Die Verkaufszahlen für Pestizide sind auf unverändert hohem Niveau: Über 2000 Tonnen werden jährlich versprüht. Die Folgen sind dramatisch. Ein Pestizidcocktail von bis zu 40 verschiedenen Produkten, grossmehrheitlich aus der Landwirtschaft, belastet untersuchte Fliessgewässer. Hinzu kommt, dass die Giftstärke der neueren Stoffe wie der Neo­nicotinoide bis zu 5000-mal höher ist als diejenige von älteren Produkten.

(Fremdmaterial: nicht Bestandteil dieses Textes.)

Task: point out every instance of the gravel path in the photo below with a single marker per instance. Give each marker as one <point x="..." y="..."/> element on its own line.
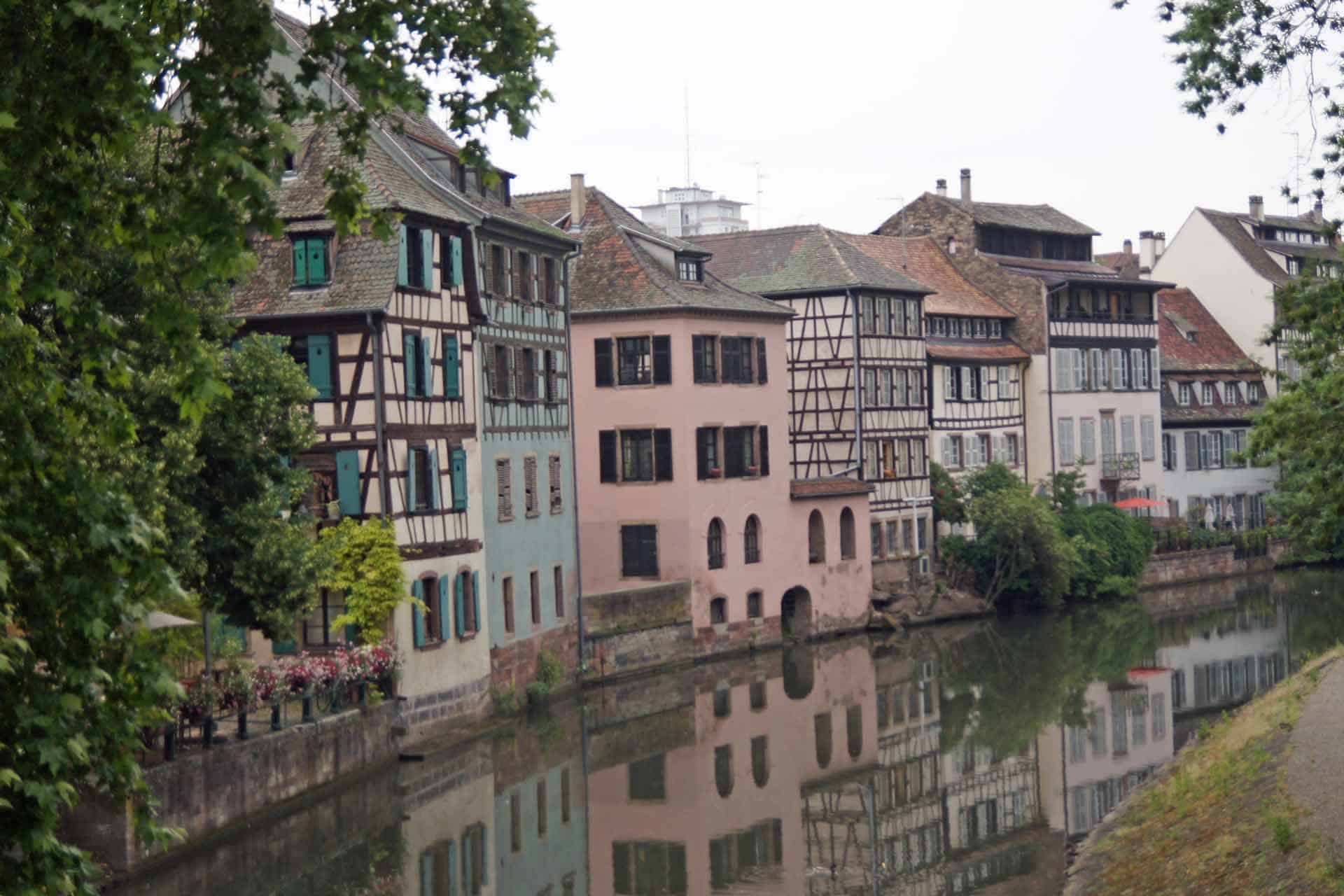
<point x="1315" y="766"/>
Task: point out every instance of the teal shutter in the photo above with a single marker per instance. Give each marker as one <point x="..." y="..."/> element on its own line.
<point x="458" y="461"/>
<point x="458" y="606"/>
<point x="347" y="482"/>
<point x="456" y="242"/>
<point x="476" y="599"/>
<point x="417" y="614"/>
<point x="452" y="374"/>
<point x="316" y="261"/>
<point x="428" y="257"/>
<point x="428" y="367"/>
<point x="410" y="359"/>
<point x="401" y="261"/>
<point x="445" y="629"/>
<point x="433" y="481"/>
<point x="320" y="365"/>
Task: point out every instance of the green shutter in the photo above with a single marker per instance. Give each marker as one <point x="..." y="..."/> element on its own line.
<point x="347" y="482"/>
<point x="417" y="614"/>
<point x="452" y="372"/>
<point x="458" y="463"/>
<point x="458" y="606"/>
<point x="401" y="261"/>
<point x="410" y="359"/>
<point x="300" y="262"/>
<point x="457" y="260"/>
<point x="445" y="629"/>
<point x="476" y="599"/>
<point x="428" y="257"/>
<point x="316" y="261"/>
<point x="433" y="480"/>
<point x="320" y="365"/>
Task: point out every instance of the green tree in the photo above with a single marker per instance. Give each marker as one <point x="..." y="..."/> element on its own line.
<point x="84" y="546"/>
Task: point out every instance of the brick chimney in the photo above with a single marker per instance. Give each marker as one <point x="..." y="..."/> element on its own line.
<point x="1257" y="204"/>
<point x="578" y="202"/>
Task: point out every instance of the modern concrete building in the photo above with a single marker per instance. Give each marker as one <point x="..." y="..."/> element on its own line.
<point x="692" y="211"/>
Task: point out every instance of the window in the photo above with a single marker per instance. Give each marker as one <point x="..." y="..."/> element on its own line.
<point x="705" y="362"/>
<point x="714" y="543"/>
<point x="638" y="551"/>
<point x="530" y="498"/>
<point x="816" y="538"/>
<point x="752" y="540"/>
<point x="755" y="613"/>
<point x="507" y="596"/>
<point x="504" y="488"/>
<point x="422" y="480"/>
<point x="720" y="615"/>
<point x="555" y="484"/>
<point x="311" y="267"/>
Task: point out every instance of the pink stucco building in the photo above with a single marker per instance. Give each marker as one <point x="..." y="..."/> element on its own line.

Der Leistungsausweis des heutigen ÖLN-Systems ist also ungenügend. Die Schweizer Bevölkerung bekommt von der Landwirtschaft im Bereich Umwelt nicht geliefert, was sie per Verfassung bestellt hat und wofür sie jährlich einen guten Teil der drei Milliarden Franken Direktzahlungen via Bundeskasse bereitstellt. Pro Natura fordert eine Anpassung des Instruments, damit es in Zukunft die gewünschte Wirkung vollumfänglich erzielt. Und sie steht damit nicht allein da. Vorausschauende Landwirtinnen und Landwirte erkennen, dass nur eine Qualitätsstrategie die wirtschaftliche Zukunft der Schweizer Landwirtschaft ­sichern kann. Und zu dieser Qualitätsstrategie gehört ein ökologischer Leistungsnachweis, der Schweizer Produkte von der Masse abhebt. Es ist ­ermutigend, dass sich an der ÖLN-Tagung des Schweizer Bauernverbandes (SBV) vom 9. November 2016 der Vertreter der SBV-Junglandwirtekommission in diesem Sinn geäussert hat.

Rico Kessler ist Leiter Politik und Mitglied der Geschäftsleitung bei Pro Natura.